We evaluated 12 children with TS (age 15-23 yr) who received GH(0.375mg/kg/day) for 5-7 years, as participants in a larger multicenter trial; 4 were also receiving Oxandrolone (0.0625mg/kg/day). All except one currently are on HRT. M-mode and two dimensional echocardiographic studies were performed using standard views. When compared to age related controls, and corrected for body surface area, no evidence of VH was seen in serial evaluations.Follow up echo studies up to 7 yrs after discontinuation of GH show no VH or aortic root dilatation.

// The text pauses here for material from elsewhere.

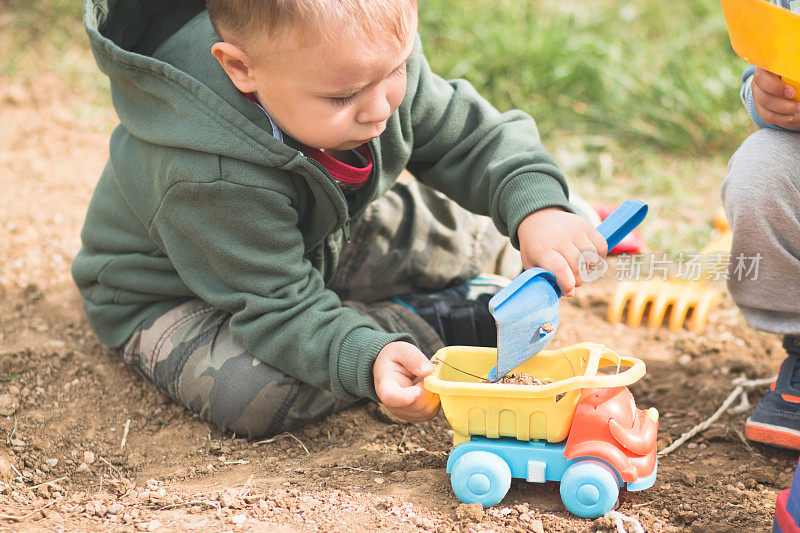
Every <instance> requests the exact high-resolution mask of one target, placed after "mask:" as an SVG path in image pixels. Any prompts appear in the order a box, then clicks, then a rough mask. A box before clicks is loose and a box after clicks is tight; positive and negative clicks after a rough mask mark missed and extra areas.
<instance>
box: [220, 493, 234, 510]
mask: <svg viewBox="0 0 800 533" xmlns="http://www.w3.org/2000/svg"><path fill="white" fill-rule="evenodd" d="M219 504H220V506H222V507H235V506H236V495H235V494H234V493H233V492H232V491H229V490H226V491H224V492H223V493H222V494H220V495H219Z"/></svg>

It had been previously shown that glucose stimulated insulin response is increased in patients with TS, and that these alterations are further exaggerated by treatment with GH(J. Ped. 1992, 120:238). Typically, insulin levels rose into the high normal range for postprandial insulin levels, plateauing at 36 mos. Therefore, carbohydrate tolerance and insulin levels were evaluated in the same cohort at a mean of 44 months(range= 5-81 mos.) after completion of growth promoting therapy. In nine patients, both fasting and postprandial (glucose load 1.75g/kg) insulin levels after GH treatment returned to pretreatment levels (mean pre-GH insulin(mU/L) fasting 8.6±3.8,postprand. 30±13.2; post-GH insulin 11.1±8.9, 47.8±16.6 p:ns). Fasting and postprandial glucose levels as well as HgbA1c did not change during GH therapy when compared to baseline. One patient with persistent hyperinsulinism was obese with a BMI of 33. In summary, in this cohort of patients with TS, GH treatment did not lead to VH or irreversible carbohydrate intolerance.(Partial funding by Genentech, Inc.)